Introduction: Glioblastoma (GBM) is an extremely aggressive brain tumor that poses significant challenges to clinical oncology. Previous research has discovered that intercellular adhesion molecule-1 (ICAM-1) is expressed in immune cells and is one of the most common molecules in the tumor microenvironment. However, the entire scope of ICAM-1 functions on immune cells in glioblastoma is still under investigation. This literature review aims to synthesize existing knowledge about the role of ICAM-1 on immune cells in GBM progression.


Methods: This review summarizes research from 1980-2024 using PubMed, OVID Medline, Web of Science, and Google Scholar. The following keywords were used to identify the articles focusing on the role of ICAM-1 on immune cells in glioblastoma: “glioblastoma”, “ICAM-1”, “CD54”, “macrophages”, “lymphocytes”, “dendritic cells”, and “natural killer cells”. Studies that primarily focus on ICAM-1 expression and function within the tumor microenvironment were selected.

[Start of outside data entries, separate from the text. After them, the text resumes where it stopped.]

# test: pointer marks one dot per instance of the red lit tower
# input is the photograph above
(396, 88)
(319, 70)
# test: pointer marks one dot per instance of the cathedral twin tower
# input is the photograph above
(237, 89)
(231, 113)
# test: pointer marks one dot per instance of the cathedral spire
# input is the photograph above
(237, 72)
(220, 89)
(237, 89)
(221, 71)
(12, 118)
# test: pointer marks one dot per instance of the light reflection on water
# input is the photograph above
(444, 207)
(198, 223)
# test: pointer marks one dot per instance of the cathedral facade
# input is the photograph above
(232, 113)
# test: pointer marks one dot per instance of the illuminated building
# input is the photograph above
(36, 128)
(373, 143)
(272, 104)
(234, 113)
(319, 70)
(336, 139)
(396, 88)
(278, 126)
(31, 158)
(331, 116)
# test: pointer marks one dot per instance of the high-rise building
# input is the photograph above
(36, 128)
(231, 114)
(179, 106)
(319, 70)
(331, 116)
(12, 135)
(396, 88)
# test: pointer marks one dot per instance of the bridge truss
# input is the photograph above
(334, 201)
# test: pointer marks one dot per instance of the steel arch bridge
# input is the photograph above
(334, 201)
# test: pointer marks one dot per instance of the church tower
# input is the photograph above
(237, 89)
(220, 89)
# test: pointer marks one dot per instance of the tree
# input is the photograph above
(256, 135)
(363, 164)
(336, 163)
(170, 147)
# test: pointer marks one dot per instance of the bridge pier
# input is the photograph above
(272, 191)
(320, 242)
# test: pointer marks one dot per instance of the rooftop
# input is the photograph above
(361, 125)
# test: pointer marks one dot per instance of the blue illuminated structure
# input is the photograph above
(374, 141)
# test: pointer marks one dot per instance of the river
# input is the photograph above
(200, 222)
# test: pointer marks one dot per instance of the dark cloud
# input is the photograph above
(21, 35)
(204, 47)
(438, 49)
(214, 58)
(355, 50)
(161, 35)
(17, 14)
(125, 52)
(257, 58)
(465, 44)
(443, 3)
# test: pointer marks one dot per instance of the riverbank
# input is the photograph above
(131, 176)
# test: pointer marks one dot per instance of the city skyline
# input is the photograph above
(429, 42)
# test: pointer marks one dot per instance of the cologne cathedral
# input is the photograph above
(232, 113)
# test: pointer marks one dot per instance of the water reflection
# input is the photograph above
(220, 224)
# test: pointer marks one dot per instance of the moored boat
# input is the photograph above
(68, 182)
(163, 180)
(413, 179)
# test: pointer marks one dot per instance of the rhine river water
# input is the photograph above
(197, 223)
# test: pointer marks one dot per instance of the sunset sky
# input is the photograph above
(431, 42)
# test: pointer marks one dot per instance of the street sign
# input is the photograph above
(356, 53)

Results: Immune cell expression of ICAM-1 in the GBM microenvironment may exhibit both pro- and anti-tumor effects. In tumor-associated macrophages, ICAM-1 upregulation regulates polarization and immunosuppression. In dendritic cells, decreased ICAM-1 expression may hinder anti-tumor responses by limiting T cell activation. The role of ICAM-1 in tumor-infiltrating lymphocytes remains unclear. In neutrophils, ICAM-1 upregulation may promote immune suppression by reducing T-cell activity. The decreased ICAM-1 levels on NK cells in GBM may lead to NK cell exhaustion.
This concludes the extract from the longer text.